The editors are upset that the Senate Finance Committee bill authored by Democrat Max Baucus would increase primary care compensation at the expense of specialists. This is an assault on the free market, they opine, blissfully unaware that it was federal regulators who created the income disparities that Sen. Baucus is attempting to scale back.
Tell you what: Sometimes the ignorance of educated friends makes me want to weep.
However, I’m sure the AAFP leadership has ripped off a stunning riposte to the Journal, which is always willing to print a letter from the loyal opposition. I’ll let you know how it turns out next week.
Posted at 12:30PM Oct 12, 2009 by Doug Iliff | Comments[3]
RVU ramblings
In the “Practice Pearls” section of the latest Family Practice Management, Kent Moore cites the Medical Group Management Association (which gives us the more reliable health statistics in America) on the average work RVUs generated by family physicians not doing obstetrics in 2007.
After a sentence like that, take a deep breath. The figure is 4,600.
That got me wondering how many RVUs I generate per year, since I’m often prattling on about productivity. Right on time, Blue Cross sent me the rolling report on my efforts for the last three years, reproduced here:
If you divide my RVUs for this three-year period by three, and divide by 0.85 (Blue Cross is about 85 percent of my business), you get roughly 8,000. Admittedly, this includes about 20 obstetrical deliveries per year, which is hardly a back-breaking number.
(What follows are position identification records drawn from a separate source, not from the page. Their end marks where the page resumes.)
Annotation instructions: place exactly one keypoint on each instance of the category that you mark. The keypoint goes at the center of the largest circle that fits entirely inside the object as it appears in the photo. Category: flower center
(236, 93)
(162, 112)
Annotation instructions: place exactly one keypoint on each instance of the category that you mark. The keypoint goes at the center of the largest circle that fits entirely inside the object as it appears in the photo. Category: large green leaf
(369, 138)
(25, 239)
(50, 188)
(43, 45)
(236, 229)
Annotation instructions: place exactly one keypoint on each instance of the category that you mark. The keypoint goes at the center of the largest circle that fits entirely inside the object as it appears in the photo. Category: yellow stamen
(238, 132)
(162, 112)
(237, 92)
Remember, too, that including obstetrics (since I have given the hospitalists my inpatient work) I only work about 40 hours per week, 220 days per year, with about eight weeks of holidays and vacations.
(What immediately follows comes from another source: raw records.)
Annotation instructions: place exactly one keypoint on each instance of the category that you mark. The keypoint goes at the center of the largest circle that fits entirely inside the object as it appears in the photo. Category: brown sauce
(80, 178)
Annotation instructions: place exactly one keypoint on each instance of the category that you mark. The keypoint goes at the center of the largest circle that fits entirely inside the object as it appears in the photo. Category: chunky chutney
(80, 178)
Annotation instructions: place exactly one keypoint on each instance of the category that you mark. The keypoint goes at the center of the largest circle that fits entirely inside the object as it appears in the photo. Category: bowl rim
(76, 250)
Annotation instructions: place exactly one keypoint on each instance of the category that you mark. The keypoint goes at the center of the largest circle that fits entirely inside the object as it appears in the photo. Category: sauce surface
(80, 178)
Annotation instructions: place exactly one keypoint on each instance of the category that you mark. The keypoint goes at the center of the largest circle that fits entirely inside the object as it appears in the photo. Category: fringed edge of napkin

I’m talking to medical students and family practice residents here. You know, those of you who told the Admissions Committee you wanted to go into primary care, or actually chose to do so. Now you’re wondering if it’s a viable choice.
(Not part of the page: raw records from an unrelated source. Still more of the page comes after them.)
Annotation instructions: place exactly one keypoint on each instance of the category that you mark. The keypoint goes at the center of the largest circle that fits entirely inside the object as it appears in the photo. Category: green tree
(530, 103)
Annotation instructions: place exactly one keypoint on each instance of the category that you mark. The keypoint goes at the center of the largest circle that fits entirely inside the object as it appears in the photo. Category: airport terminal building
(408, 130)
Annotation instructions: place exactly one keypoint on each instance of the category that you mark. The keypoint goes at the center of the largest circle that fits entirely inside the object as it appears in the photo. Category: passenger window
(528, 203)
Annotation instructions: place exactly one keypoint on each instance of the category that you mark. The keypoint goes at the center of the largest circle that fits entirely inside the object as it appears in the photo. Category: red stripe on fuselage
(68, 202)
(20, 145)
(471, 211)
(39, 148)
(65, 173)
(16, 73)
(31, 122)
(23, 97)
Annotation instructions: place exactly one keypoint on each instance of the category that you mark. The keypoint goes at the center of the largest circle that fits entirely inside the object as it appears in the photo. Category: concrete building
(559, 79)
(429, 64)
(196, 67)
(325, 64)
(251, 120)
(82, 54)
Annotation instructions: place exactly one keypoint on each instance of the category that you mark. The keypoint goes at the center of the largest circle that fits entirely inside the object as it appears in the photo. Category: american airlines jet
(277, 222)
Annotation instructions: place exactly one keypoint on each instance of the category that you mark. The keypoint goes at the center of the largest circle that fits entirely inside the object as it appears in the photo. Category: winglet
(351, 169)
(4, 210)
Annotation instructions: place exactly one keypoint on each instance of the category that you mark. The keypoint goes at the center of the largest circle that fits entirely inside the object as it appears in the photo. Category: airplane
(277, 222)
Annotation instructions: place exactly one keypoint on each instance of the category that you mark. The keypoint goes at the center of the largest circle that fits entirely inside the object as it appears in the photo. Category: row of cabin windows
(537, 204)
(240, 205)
Here are random thought bearing on that choice.
1. If I can generate 8,000 RVUs per year working the same hours as a state employee but enjoying the stimulation of intellectual challenge and terrific personal relationships, avoiding the administrative burden of the patient centered medical home while providing a place where every patient knows every one of my employees and vice versa, and while earning as much money as the average cardiothoracic surgeon, what’s not to love about this specialty?
2. What’s wrong with the practices of all those other family physicians?
3. In his blog, Kent Moore also asks why (based on a Health Affairs article) a family physician would choose to spend an average of $65,000 to comply with the diktats of insurance companies. My answer: That’s half of my expenditure for salaries, so it must be nuts. Where do people get these figures? My nurses must spend at least 90 percent of their time doing meaningful service for my patients.
4. I’ve done my level best to charge Blue Cross for every legitimate 99214 or procedure (thank you, Kent and Cindy, for an excellent column). Still, I keep proving to be 18 percent more efficient than my peers – the ones, I assume, doing only 60 percent as much work as I do. How can this be?
5. I wrote about an old friend and an old student in a recent blog post. The former quit doing OB 10 years ago and is coasting toward retirement with an aging patient panel; the latter doesn’t plan to do OB at all, which is increasingly common among FP residents. I know that OB can be inconvenient, and scary. In the last 24 hours I did a delivery at 3:30 a.m. and a vacuum extraction at 4:30 p.m (followed by a shoulder dystocia resulting in a fourth-degree laceration requiring careful repair). My question: If family physicians give up OB, and therefore a preponderance of potential pediatrics, why choose family practice over med-peds?
As I draw near the end of a year’s worth of blogs, I understand much better why I am successful, and what other family physicians need to do to be successful.
But I am losing confidence that family practice will survive.